Well, to an extent. Because the fact this method is so prevalent comes hand in hand with another phenomenon, that of the “bonus abusers,” including the special segment of “ongoing bonus abusers”.
These users only seek out certain promos, and eventually cost you revenue and reduce your ROI and player LTV.
How should you deal with it? Well, you can stop all promos…
But the truth is that you don’t have to let them ruin promotions and the fun for the rest of your customer base. There are better ways to deal with it.
And, like any good solution, it starts with clearly identifying and isolating the problem.
Welcome Bonus Abusers VS Ongoing Bonus Abusers
Previously, we spoke here about welcome bonus abusers and presented how such players take advantage of welcome packages, including first and second deposit offers.
But here, we focus on players defined as “ongoing bonus abusers.” The difference here is noticeable – the ongoing bonus abusers continue to take advantage of bonus offers throughout their customer lifetime.
Digging a bit deeper, look at the KPIs below to properly define each type:
Defining Ongoing Bonus Abusers
To heuristically define the ongoing bonus abuser, first, you must group players with similar characteristics together.
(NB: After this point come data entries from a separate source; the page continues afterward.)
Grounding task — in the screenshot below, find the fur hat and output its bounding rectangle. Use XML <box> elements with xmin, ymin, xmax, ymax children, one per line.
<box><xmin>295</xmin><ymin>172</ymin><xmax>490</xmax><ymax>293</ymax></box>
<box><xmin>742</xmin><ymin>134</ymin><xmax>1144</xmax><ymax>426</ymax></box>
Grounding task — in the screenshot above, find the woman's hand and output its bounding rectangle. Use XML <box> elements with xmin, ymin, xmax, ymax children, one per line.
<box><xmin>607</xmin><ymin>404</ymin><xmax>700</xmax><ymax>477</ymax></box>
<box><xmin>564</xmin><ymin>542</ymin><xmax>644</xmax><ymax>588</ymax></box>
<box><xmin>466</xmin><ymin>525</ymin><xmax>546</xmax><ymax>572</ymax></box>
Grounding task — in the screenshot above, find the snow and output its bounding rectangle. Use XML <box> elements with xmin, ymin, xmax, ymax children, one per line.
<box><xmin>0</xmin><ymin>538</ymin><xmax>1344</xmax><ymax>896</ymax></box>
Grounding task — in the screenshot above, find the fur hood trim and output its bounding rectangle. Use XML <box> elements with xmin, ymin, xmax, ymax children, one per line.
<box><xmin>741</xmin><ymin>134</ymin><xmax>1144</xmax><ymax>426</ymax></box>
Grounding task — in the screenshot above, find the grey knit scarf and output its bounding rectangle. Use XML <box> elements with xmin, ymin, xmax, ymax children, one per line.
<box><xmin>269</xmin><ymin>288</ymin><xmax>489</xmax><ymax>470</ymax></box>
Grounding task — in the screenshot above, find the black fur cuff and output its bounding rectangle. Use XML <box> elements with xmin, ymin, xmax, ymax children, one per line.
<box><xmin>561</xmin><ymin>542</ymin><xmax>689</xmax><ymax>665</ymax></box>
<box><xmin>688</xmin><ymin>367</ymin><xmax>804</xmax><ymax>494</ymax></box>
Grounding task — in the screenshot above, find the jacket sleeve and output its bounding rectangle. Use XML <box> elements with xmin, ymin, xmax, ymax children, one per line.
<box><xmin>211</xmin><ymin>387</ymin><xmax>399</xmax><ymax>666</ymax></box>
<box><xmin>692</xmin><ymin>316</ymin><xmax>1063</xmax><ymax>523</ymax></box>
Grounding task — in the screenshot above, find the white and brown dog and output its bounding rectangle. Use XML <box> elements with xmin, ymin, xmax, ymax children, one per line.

Ask yourself, are there any specific attributes you suspect may be related to the chances of becoming a bonus abuser?
Some metrics and selected features to use when doing so include Churn Ratio, Cash-out Ratio, Total Net Revenue, Total Free Bet Amount, Free Bet To Deposit Ratio, Total Deposit Amount, Free Bet Amount Ratio, and Free Bet Tickets Ratio.
Optimove research finds that bonus abusers can be defined by combining some of these key metrics to characterize them.
Optimove’s Ongoing Bonus Abuser Analysis
By looking at combinations of selected KPIs that make sense together, and over several months, Optimove analyzed and checked whether the KPIs measured below are proper factors for flagging bonus abusers.
The four combinations below are based on KPIs that are connected – and to be flagged as a bonus abuser, players must portray attributes from both metrics.
1. Bonus to Deposit Ratio and Deposit Amount
A low deposit amount is not enough to flag a player as a bonus abuser. Instead, the player must have a high bonus to deposit ratio as well since just the deposit amount doesn’t indicate abuse on its own. See below:
2. Net Revenue and Bonus Amount
When the bonus abuser tends to frequently take advantage of bonuses and has a negative net revenue, it’s safe to flag this player as a bonus abuser.
3. Number of Active Days and Cash-out Ratio
In this KPI, players who have a low number of active days and high cash out ratio are the bonus abusers as they rarely log in and withdraw in high amounts.
4. Number of Bonus Bets and Number of Real Bets
This KPI can be defined as the number of times a player places a bonus bet divided by the number of times the player places a real bet. The higher the ratio, the higher the chances of the player being a bonus abuser.
So now you know how to find and flag the potential bonus abusers. But there’s one more cleaning chore to do here before you can go ahead with your anti-bonus-abusers plan.
When flagging bonus abusers, certain segments of players should NOT be included in the model. For instance, you don’t want to treat VIPs, new players, and winners – for a variety of reasons. But this is a whole new issue. Let’s leave that for another blog. 😉
- Create a definition that allows you to identify players who abuse bonuses.
- Make sure to run the above KPI combination analysis from time to time.
- Suggest a unique CRM strategy and campaign recommendations to bonus abusers to reduce bonus costs and encourage profitable activity.
- Start planning your tooth fairy exit plan.